Joi McMillon, who edited “Moonlight” with Nat Sanders, became the first African-American woman nominated for best editing. Bradford Young of “Arrival” was just the second black cinematographer nominated. Kimberly Steward, who financed “Manchester by the Sea,” became the second African-American producer to land a best-picture nomination after Oprah Winfrey.
Though “La La Land,” “Arrival” and “Hidden Figures” are knocking on the door of $100 million at the North American box office, none of the best-picture nominees have yet crossed that threshold, making this year’s best picture nominees one of the lowest grossing bunch ever.
“Deadpool,” this season’s underdog, and the year’s no. 2 box-office hit, “Finding Dory,” were shut out. Only one major studio — Paramount, which distributed “Arrival” and “Fences” — scored a best-picture nomination.
Amazon, however, landed its first best-picture nod for “Manchester by the Sea,” which the streaming retailer partnered with Roadside Attractions to distribute. Propelled by “La La Land,” Lionsgate led all studios with 26 nominations.

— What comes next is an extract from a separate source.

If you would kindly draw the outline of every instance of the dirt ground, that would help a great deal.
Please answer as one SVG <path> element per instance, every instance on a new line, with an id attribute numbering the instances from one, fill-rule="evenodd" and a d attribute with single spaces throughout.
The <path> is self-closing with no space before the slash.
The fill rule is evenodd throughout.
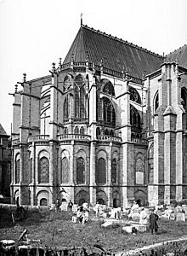
<path id="1" fill-rule="evenodd" d="M 109 253 L 116 253 L 187 236 L 187 223 L 184 222 L 159 220 L 158 234 L 151 236 L 149 231 L 125 234 L 122 224 L 102 228 L 103 219 L 93 213 L 85 224 L 72 223 L 71 217 L 71 212 L 66 212 L 35 211 L 14 224 L 11 212 L 0 209 L 0 240 L 13 239 L 19 243 L 20 234 L 26 229 L 28 238 L 39 241 L 35 243 L 42 247 L 84 247 L 92 253 L 98 250 L 95 245 L 99 245 Z"/>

The dearth of blockbusters will pose a test for Jimmy Kimmel, host of the Feb. 26 ceremony. Last year’s broadcast, which host Chris Rock introduced as “the White People’s Choice Awards,” drew 34.4 million viewers, an eight-year-low.
Viggo Mortensen is among those who expecting a strong political undercurrent.
“The Trump White House,” Mortensen said Tuesday, “is about, to some degree, shutting people up you don’t like or who don’t agree with you, and I think the Oscars will probably be the opposite of that.”
Associated Press writers Lindsey Bahr and Sandy Cohen contributed to this report.